Can I chose to work/not to work during my maternity leave?

Yes, you can choose whether or not you wish to work during your maternity leave.

If you wish to work, and your employer agrees, you can work for up to 10 'Keeping in Touch' (KIT) days during your maternity leave without affecting your entitlement to statutory maternity pay. You and your employer should agree the type of work you will do prior to the commencement of your maternity leave.

You are, however, not legally required to work, and your employer is not legally required to offer you work during your maternity leave. 

If you take shared parental leave (SPL) you (and your partner if they take SPL) can each work a further 20 days during SPL. Further information is available on the GOV.UK website. If you are keen to work as much as possible, and your employer agrees, you can ask for 10 days’ work during your maternity leave period and a further 20 days during SPL.

 

If I choose to work during maternity leave what type of work can I be asked to do?

This should be agreed between you and your employer. It is best to clarify this beforehand, so that you can be better prepared.
 

What will I be paid if I work during my maternity leave?

The pay is a matter to be agreed between you and your employer, but usually this would be your normal rate. It is advisable to agree the pay before you do the work, particularly if you have to pay for childcare.
 

Can my employer deduct the amount I am paid from statutory maternity pay?

Yes, an employer is entitled to offset any contractual pay against SMP, however, your employer must not pay you less than the SMP flat rate for each week.  Further information is available on the statutory maternity pay section of NI Direct's website
 

My employer is pressurising me to work KIT days. What can I do if I do not want to work?

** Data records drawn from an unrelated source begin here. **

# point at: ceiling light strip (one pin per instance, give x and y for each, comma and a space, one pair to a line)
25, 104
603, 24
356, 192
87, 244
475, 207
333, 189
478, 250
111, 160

You are not legally required to work and your employer must not pressurise you to work during your maternity leave.  You should say that working during your maternity leave is optional and that you do not want to do so. You might want to give a reason, such as the difficulty in getting childcare, but you do not have to.
 

My employer wants me to return to work earlier than I want to return. What should I do?

You are legally entitled to take up to 52 weeks’ maternity leave but you can return to work at any time after the compulsory maternity leave period, provided you give eight weeks’ notice. See the NI Direct website for further information.

Your employer can ask you if you would be willing to return earlier but must not:
 

  • put pressure on you to return earlier than you want, by, for example, repeatedly asking you when you are going to return.
  • threaten you with being disadvantaged, if you do not return earlier.
  • disadvantage you if you change your mind about when you are going to return – although you must give the appropriate notice.
 

Should my employer tell me about any job or promotion opportunities while I am on maternity leave?

Your employer is legally required to contact you about any promotion or other job opportunities that come up when you are on maternity leave, explaining what you need to do to apply.
 

I have applied for a job but I have just given birth and cannot attend the interview, what can I do?

You can ask for the interview to be postponed until you are able to attend.  You can ask for a telephone interview, though this is often not so satisfactory.